Conservative commentator John Solomon, who joined the White House staff last month and was seated in the East Room for Trump’s speech, later told MS NOW “the intelligence community has zero evidence that someone has flipped – that a foreign power flipped – a vote in 2020, ’22 or ’24.”

But, he added, “We’re not through all the documents.”

President Donald Trump began Thursday night with a stark warning about what he described as flaws in the voting system and said he was releasing previously classified documents related to the 2020 and 2018 elections, when he lost the presidential election and when his party suffered losses.

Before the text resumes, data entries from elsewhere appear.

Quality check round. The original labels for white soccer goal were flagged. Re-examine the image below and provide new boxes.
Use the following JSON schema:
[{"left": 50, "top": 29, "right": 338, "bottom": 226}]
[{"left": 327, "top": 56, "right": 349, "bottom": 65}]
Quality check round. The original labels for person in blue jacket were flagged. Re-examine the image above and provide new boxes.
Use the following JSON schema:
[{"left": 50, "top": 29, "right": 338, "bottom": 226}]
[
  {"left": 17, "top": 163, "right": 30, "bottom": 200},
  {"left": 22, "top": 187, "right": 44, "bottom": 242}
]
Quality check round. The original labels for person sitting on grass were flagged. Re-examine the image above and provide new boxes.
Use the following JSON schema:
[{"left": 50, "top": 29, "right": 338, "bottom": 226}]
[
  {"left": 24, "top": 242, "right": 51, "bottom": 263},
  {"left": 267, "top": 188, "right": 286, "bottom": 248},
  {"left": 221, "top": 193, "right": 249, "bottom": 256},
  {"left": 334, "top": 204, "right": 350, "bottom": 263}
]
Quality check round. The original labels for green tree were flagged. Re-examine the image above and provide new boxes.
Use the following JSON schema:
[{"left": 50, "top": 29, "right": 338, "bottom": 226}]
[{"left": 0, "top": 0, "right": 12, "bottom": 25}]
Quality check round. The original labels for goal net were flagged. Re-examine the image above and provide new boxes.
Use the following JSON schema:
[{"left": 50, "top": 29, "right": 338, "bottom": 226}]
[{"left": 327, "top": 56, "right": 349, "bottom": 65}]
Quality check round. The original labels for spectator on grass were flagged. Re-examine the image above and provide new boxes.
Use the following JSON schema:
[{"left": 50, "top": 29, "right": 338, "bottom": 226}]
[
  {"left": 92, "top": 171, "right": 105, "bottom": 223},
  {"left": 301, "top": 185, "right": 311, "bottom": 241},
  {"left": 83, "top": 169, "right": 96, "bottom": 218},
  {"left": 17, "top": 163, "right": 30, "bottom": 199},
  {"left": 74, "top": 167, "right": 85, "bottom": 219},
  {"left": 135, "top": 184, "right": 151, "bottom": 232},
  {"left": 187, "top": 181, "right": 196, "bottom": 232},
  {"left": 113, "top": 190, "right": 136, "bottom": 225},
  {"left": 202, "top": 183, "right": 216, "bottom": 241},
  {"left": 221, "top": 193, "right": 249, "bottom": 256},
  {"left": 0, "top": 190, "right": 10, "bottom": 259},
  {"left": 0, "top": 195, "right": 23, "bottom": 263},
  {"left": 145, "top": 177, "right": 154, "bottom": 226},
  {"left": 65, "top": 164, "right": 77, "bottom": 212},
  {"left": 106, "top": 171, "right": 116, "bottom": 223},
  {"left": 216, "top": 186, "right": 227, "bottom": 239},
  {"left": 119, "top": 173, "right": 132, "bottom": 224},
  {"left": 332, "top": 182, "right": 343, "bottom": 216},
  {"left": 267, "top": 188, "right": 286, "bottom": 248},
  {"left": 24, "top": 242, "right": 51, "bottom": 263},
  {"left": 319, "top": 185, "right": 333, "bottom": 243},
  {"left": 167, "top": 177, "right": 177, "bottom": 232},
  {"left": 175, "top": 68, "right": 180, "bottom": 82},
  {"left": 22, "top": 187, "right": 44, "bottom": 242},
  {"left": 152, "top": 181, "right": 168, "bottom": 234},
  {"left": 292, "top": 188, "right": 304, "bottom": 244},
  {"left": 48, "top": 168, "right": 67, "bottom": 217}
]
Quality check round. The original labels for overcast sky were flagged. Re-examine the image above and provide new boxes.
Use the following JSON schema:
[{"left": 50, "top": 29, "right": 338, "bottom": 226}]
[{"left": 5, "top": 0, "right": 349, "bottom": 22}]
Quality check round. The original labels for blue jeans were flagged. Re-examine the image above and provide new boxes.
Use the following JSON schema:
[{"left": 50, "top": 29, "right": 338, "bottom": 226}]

Trump’s speech presented allegations of interference and influence in ways that lacked key context and did not produce evidence that votes had been manipulated or that the election outcome had been altered.

Notably, he focused on China but glossed over Russia, a country intelligence officials have said favored Trump in 2016 and 2020 and engaged in wide-ranging influence campaigns aimed at boosting him over Democrat Joe Biden in the latter campaign.

A twice-elected president complained about his one personal defeat, alleged a cover-up by officials in his own first administration and surfaced claims about countries attempting to harm his own prospects while staying silent on steps taken by other nations to boost him.

Trump used the remarks to justify his push to pass a strict voter ID bill in Congress that hasn’t advanced because it lacks enough support from his fellow Republicans.

“America is back and doing really well, but we still have a major challenge that must be urgently addressed, because no country can be great without fair and honest elections,” he said.